The campaign was started in 2010 as a response to the growing sedentary, indoor lifestyle many people now lead, Beth Paluch explained. The campaign works with local landscapers to help them develop outdoor community projects in their local towns.

About three weeks ago, Strauser approached Monroe County commissioners about starting a Pocono chapter of Come Alive Outside.

Strauser also told commissioners that since last spring he has been searching for a place in downtown Stroudsburg to start a community garden.

John Moyer, chairman of the Monroe County commissioners, suggested the empty lot at the corner of Quaker Alley and Sixth Street, across from Quench on 6th Caf and Juice Bar. The lot, which is owned by the county, has been empty for at least a decade, Moyer said.

Prior to that, a warehouse-type building was there, but it burned down.

The commissioners had looked into expanding the county’s administrative buildings there, but in the end decided the cost of acquiring an existing building would be substantially less, Moyer said.

In addition, the lot is not very big, only “a couple hundred feet by about 150 feet,” and it would be difficult to construct there due to an underground tunnel that runs from Main Street TV Appliances to the municipal parking garage, Moyer said.

Although he has never seen the agreement, Moyer believes the owner of Main Street TV Appliances has a permanent easement to use the tunnel.

“My thought is if the lot is turned into a park, (the store owner) can continue to have access to the tunnel,” Moyer said.

Right now, the project is in the very early stages and still requires the approval of the county commissioners.

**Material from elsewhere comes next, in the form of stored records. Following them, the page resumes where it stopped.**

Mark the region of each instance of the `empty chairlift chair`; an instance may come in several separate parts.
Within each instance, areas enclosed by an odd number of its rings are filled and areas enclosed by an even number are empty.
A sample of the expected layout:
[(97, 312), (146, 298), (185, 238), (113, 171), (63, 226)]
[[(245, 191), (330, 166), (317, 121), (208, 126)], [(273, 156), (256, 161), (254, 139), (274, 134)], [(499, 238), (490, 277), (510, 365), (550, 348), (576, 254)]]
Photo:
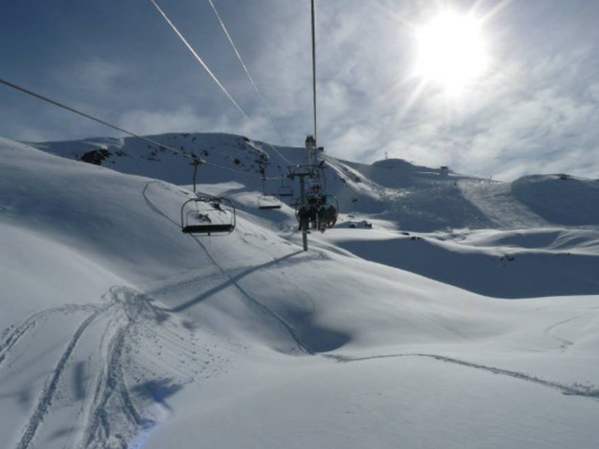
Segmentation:
[(292, 197), (293, 188), (292, 188), (290, 186), (281, 186), (279, 188), (279, 196), (285, 197)]
[(235, 206), (226, 198), (197, 197), (181, 207), (181, 230), (185, 234), (227, 235), (235, 223)]

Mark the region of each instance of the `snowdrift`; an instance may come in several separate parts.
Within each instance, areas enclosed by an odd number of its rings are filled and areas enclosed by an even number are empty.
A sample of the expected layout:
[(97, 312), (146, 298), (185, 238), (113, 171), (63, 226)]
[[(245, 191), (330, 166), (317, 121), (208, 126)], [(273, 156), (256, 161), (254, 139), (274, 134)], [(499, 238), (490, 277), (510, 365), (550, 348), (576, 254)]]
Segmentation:
[[(198, 142), (195, 151), (248, 173), (268, 151), (237, 136), (157, 138)], [(303, 253), (292, 209), (257, 213), (259, 180), (223, 169), (207, 172), (200, 189), (236, 201), (238, 226), (227, 237), (193, 238), (177, 223), (190, 195), (177, 185), (190, 179), (185, 160), (140, 161), (153, 149), (126, 139), (88, 144), (40, 146), (110, 157), (98, 166), (0, 140), (0, 435), (8, 447), (594, 443), (596, 230), (425, 234), (495, 223), (460, 185), (478, 180), (327, 157), (331, 191), (373, 229), (312, 235)], [(265, 169), (283, 171), (268, 153)], [(394, 180), (397, 166), (411, 173), (405, 184)], [(420, 240), (393, 230), (402, 220), (422, 226)], [(393, 254), (409, 245), (413, 257), (397, 263)], [(568, 287), (556, 281), (544, 292), (537, 276), (527, 289), (519, 265), (503, 278), (520, 276), (515, 287), (493, 284), (479, 258), (505, 248), (516, 253), (506, 264), (570, 252)], [(416, 272), (397, 269), (417, 254)], [(501, 262), (488, 264), (497, 271)], [(481, 280), (453, 282), (458, 272)], [(513, 301), (477, 291), (565, 296)], [(578, 293), (596, 294), (569, 296)]]

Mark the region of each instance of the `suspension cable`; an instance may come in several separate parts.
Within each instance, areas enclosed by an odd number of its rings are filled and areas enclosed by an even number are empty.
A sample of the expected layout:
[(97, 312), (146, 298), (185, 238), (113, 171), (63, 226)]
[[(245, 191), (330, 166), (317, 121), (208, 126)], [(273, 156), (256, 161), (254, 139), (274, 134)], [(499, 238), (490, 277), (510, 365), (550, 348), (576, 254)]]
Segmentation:
[(312, 0), (312, 98), (314, 109), (314, 146), (318, 149), (318, 140), (316, 140), (316, 32), (314, 31), (314, 0)]
[[(148, 138), (144, 137), (143, 135), (140, 135), (139, 134), (137, 134), (135, 133), (131, 132), (130, 131), (127, 131), (127, 129), (124, 129), (124, 128), (121, 128), (120, 127), (118, 127), (116, 124), (113, 124), (111, 123), (109, 123), (108, 122), (106, 122), (106, 121), (102, 120), (101, 119), (96, 118), (96, 117), (93, 117), (92, 116), (90, 116), (89, 114), (85, 113), (85, 112), (81, 112), (80, 111), (78, 111), (77, 109), (75, 109), (74, 108), (72, 108), (69, 106), (67, 106), (64, 103), (61, 103), (58, 101), (56, 101), (55, 100), (52, 100), (51, 98), (45, 97), (40, 94), (37, 94), (36, 92), (34, 92), (33, 91), (30, 91), (28, 89), (25, 89), (25, 87), (22, 87), (21, 86), (17, 85), (13, 83), (10, 83), (10, 81), (7, 81), (6, 80), (4, 80), (1, 78), (0, 78), (0, 84), (3, 84), (6, 86), (8, 86), (9, 87), (12, 87), (12, 89), (14, 89), (16, 90), (20, 91), (21, 92), (23, 92), (23, 94), (27, 94), (28, 95), (30, 95), (31, 96), (39, 98), (39, 100), (42, 100), (43, 101), (50, 103), (51, 105), (54, 105), (54, 106), (57, 106), (57, 107), (62, 108), (63, 109), (66, 109), (67, 111), (69, 111), (69, 112), (72, 112), (73, 113), (75, 113), (78, 116), (80, 116), (81, 117), (85, 117), (85, 118), (89, 119), (90, 120), (97, 122), (98, 123), (100, 123), (100, 124), (103, 124), (106, 127), (108, 127), (109, 128), (112, 128), (113, 129), (116, 129), (116, 131), (119, 131), (122, 133), (124, 133), (125, 134), (131, 135), (131, 137), (133, 137), (136, 139), (140, 139), (141, 140), (143, 140), (143, 141), (146, 142), (146, 143), (149, 143), (149, 144), (152, 144), (153, 145), (155, 145), (156, 146), (157, 146), (160, 149), (164, 149), (165, 150), (168, 150), (169, 151), (172, 151), (173, 153), (175, 153), (177, 154), (181, 155), (182, 156), (183, 156), (184, 157), (187, 157), (188, 159), (190, 159), (194, 162), (199, 162), (202, 165), (211, 166), (215, 167), (217, 168), (221, 168), (222, 170), (226, 170), (228, 171), (235, 172), (237, 173), (239, 173), (240, 175), (243, 175), (244, 176), (249, 176), (250, 177), (254, 177), (254, 178), (257, 178), (259, 179), (261, 179), (263, 178), (263, 177), (258, 176), (257, 175), (252, 175), (252, 173), (248, 173), (246, 172), (241, 171), (240, 170), (236, 170), (235, 168), (227, 167), (227, 166), (225, 166), (223, 165), (220, 165), (219, 164), (215, 164), (214, 162), (209, 162), (208, 161), (206, 161), (204, 159), (202, 159), (201, 157), (198, 157), (197, 156), (196, 156), (195, 155), (190, 155), (188, 153), (186, 153), (185, 151), (182, 151), (181, 150), (177, 150), (177, 149), (173, 148), (172, 146), (169, 146), (168, 145), (165, 145), (164, 144), (161, 144), (158, 142), (156, 142), (155, 140), (153, 140), (152, 139), (149, 139)], [(204, 150), (205, 149), (198, 148), (198, 149)], [(276, 176), (276, 177), (268, 177), (266, 179), (284, 179), (285, 177), (286, 177), (286, 176)]]
[[(260, 90), (258, 89), (258, 86), (256, 85), (256, 83), (254, 82), (254, 78), (252, 78), (252, 75), (250, 74), (250, 71), (248, 69), (248, 67), (246, 65), (246, 63), (243, 62), (243, 59), (241, 58), (241, 55), (239, 53), (239, 51), (237, 50), (237, 47), (235, 45), (235, 43), (233, 42), (233, 39), (231, 37), (230, 34), (229, 33), (227, 27), (225, 25), (225, 23), (219, 14), (218, 10), (215, 6), (213, 0), (208, 0), (208, 3), (210, 3), (210, 6), (212, 7), (212, 10), (215, 13), (215, 16), (216, 16), (217, 19), (219, 21), (219, 23), (221, 25), (221, 28), (223, 29), (223, 31), (225, 33), (225, 35), (227, 36), (227, 39), (229, 41), (229, 43), (231, 44), (231, 47), (233, 49), (233, 52), (235, 53), (235, 56), (237, 56), (237, 59), (239, 61), (239, 63), (241, 64), (241, 67), (243, 67), (243, 71), (246, 72), (246, 74), (248, 76), (248, 79), (250, 80), (250, 83), (252, 85), (252, 87), (254, 88), (254, 91), (256, 93), (256, 96), (258, 97), (258, 100), (262, 104), (262, 107), (264, 108), (264, 110), (266, 111), (266, 113), (268, 116), (268, 118), (270, 120), (270, 122), (272, 124), (272, 127), (276, 131), (276, 133), (279, 134), (279, 137), (281, 138), (281, 140), (287, 146), (287, 143), (283, 136), (281, 131), (279, 129), (279, 127), (276, 126), (276, 123), (274, 122), (274, 119), (272, 118), (272, 114), (270, 113), (270, 110), (268, 109), (268, 107), (266, 105), (266, 101), (264, 99), (264, 97), (262, 96), (262, 94), (260, 93)], [(270, 148), (272, 148), (276, 153), (281, 157), (285, 162), (287, 162), (289, 165), (293, 165), (293, 163), (289, 160), (287, 157), (283, 156), (279, 150), (276, 149), (273, 145), (270, 143), (266, 142), (266, 144), (268, 145)]]
[(245, 117), (246, 118), (249, 120), (250, 118), (248, 116), (248, 114), (246, 114), (246, 112), (243, 111), (243, 109), (241, 109), (241, 107), (239, 106), (239, 104), (237, 104), (237, 102), (236, 102), (233, 99), (233, 97), (231, 96), (231, 94), (229, 94), (228, 91), (226, 89), (225, 89), (225, 87), (222, 85), (222, 83), (220, 81), (219, 81), (219, 79), (212, 72), (212, 71), (208, 68), (208, 65), (206, 65), (206, 63), (204, 62), (202, 58), (199, 57), (199, 55), (197, 54), (196, 51), (189, 44), (189, 43), (187, 41), (187, 40), (185, 39), (185, 37), (183, 36), (183, 34), (181, 34), (181, 32), (179, 31), (178, 28), (177, 28), (176, 26), (175, 26), (175, 24), (171, 21), (171, 19), (168, 19), (168, 16), (166, 16), (166, 14), (164, 13), (164, 12), (160, 8), (160, 7), (158, 6), (158, 3), (156, 3), (155, 0), (150, 0), (150, 1), (152, 3), (153, 5), (154, 5), (154, 6), (158, 10), (158, 12), (160, 12), (162, 15), (162, 17), (164, 18), (164, 20), (166, 21), (166, 23), (171, 25), (171, 28), (173, 28), (173, 31), (177, 34), (177, 35), (179, 36), (179, 38), (183, 41), (183, 43), (185, 44), (185, 46), (187, 47), (187, 48), (189, 50), (190, 52), (191, 52), (191, 54), (195, 57), (195, 58), (198, 61), (198, 62), (200, 64), (202, 64), (202, 66), (206, 69), (206, 71), (208, 73), (208, 74), (212, 77), (212, 79), (214, 80), (215, 83), (216, 83), (219, 85), (219, 87), (221, 88), (221, 90), (222, 90), (223, 92), (224, 92), (225, 95), (227, 96), (227, 98), (231, 101), (231, 102), (235, 106), (235, 107), (237, 108), (237, 110), (239, 112), (241, 112), (241, 114), (243, 114), (243, 117)]

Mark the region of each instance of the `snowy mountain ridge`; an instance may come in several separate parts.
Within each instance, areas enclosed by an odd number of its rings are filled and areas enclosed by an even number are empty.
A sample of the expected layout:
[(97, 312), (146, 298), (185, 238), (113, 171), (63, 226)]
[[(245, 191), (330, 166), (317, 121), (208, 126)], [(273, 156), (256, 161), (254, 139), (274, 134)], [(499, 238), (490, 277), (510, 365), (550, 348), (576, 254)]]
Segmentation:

The park would also likely require the approval of Stroudsburg Borough officials, Moyer said.

Strauser is hoping to start conversations with local business owners and community leaders about how to best develop the space.

In the meantime, a website for a Poconos Come Alive Outside chapter has been started where people can share their ideas about the proposed park and other potential outdoor projects. Because it is in the very early planning stages, organizers are still trying to determine the park’s cost and how they will raise money.